Supporters and opponents of human embryonic stem cell research promoted their positions on Wednesday ahead of a congressional vote on the issue, but the White House made clear it disapproves of any changes in legislation.
Proponents of expanded federal funding for work on human embryonic stem cells have reintroduced a bill to do so in the House of Representatives and plan a vote on Thursday. Last July, President George W. Bush exercised his first and only veto to stop the measure after it passed the House and Senate.
Senators say they have at least 67 votes, enough to override a veto this time, but House supporters were not sure of the vote there.
The White House issued a report suggesting that another veto was inevitable.
“The stem cell debate is only the first in what will be an onrushing train of biotechnology challenges in our future. We must establish a constructive precedent here for taking the moral dimensions of these issues seriously,” read the report, entitled Advancing Stem Cell Science without Destroying Human Life.

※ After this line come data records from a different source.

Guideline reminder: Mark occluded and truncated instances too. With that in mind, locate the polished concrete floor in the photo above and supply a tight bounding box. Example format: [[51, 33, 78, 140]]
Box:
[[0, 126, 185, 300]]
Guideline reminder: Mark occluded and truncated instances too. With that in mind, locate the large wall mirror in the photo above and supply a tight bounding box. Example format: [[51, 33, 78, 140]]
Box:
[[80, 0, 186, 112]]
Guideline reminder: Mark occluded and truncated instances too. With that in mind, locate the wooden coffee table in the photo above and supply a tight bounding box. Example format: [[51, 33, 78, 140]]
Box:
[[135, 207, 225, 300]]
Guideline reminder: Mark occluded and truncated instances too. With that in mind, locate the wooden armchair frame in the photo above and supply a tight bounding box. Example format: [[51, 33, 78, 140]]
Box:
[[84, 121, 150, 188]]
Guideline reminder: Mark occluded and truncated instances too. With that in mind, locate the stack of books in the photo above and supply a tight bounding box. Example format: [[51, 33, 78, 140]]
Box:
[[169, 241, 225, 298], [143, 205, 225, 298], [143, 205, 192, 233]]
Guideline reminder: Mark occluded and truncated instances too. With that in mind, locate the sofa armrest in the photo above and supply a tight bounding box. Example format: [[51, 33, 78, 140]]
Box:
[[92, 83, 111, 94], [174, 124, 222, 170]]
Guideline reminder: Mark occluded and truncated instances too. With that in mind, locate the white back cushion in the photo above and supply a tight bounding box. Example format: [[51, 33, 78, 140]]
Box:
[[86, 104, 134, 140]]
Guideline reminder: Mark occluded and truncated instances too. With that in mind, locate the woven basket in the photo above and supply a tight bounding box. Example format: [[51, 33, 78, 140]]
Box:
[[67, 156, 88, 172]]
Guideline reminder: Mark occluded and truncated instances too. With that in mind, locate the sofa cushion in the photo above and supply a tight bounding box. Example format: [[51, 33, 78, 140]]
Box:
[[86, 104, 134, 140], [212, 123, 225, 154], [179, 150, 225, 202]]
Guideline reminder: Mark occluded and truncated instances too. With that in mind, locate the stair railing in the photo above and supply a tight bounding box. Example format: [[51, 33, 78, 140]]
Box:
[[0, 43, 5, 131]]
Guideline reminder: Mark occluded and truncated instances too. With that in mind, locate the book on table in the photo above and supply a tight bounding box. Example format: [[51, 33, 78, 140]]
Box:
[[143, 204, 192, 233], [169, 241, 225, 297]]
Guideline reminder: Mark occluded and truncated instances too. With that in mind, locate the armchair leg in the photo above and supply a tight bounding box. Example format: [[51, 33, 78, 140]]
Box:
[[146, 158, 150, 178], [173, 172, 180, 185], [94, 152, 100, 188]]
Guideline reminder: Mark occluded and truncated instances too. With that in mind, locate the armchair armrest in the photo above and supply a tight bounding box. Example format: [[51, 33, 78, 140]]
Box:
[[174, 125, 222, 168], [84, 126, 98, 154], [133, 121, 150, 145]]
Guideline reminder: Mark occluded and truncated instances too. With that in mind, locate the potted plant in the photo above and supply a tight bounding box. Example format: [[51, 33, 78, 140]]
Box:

This should be a required reading for any debate, but one side of it doesn’t want any discussion or reasoning or explanations. They’ve made up their minds, and don’t want to be confused with the facts.
“Without an understanding that life begins at conception, and that an embryo is a nascent human being, there will always be arguments that other uses, takeovers, and make-overs of embryos are justified by potential scientific and medical benefits,” the White House report reads.
But newly elected Rep. Phil Hare, an Illinois Democrat, said supporters of the bill hold the higher moral ground.
Only someone who doesn’t want to know all the facts and understand the ramifications could say that.
 Hare said he replaced Democrat Lane Evans, who held the seat for 23 years. “Unfortunately, his career of distinction was cut short when his Parkinson’s forced him to retire from the House,” Hare told a news conference.
“I am here today because I owe it to Lane and the millions of other Americans suffering from Parkinson’s, prostate cancer, leukemia, diabetes, Alzheimer’s and spinal cord injuries to deliver the hope that lies in embryonic stem cell research.”
For the record, Mr. Hare, exactly what are you pinning that hope to, given the absolute failure of embryonic stem cells in every study done to date? Or haven’t you read that report, either?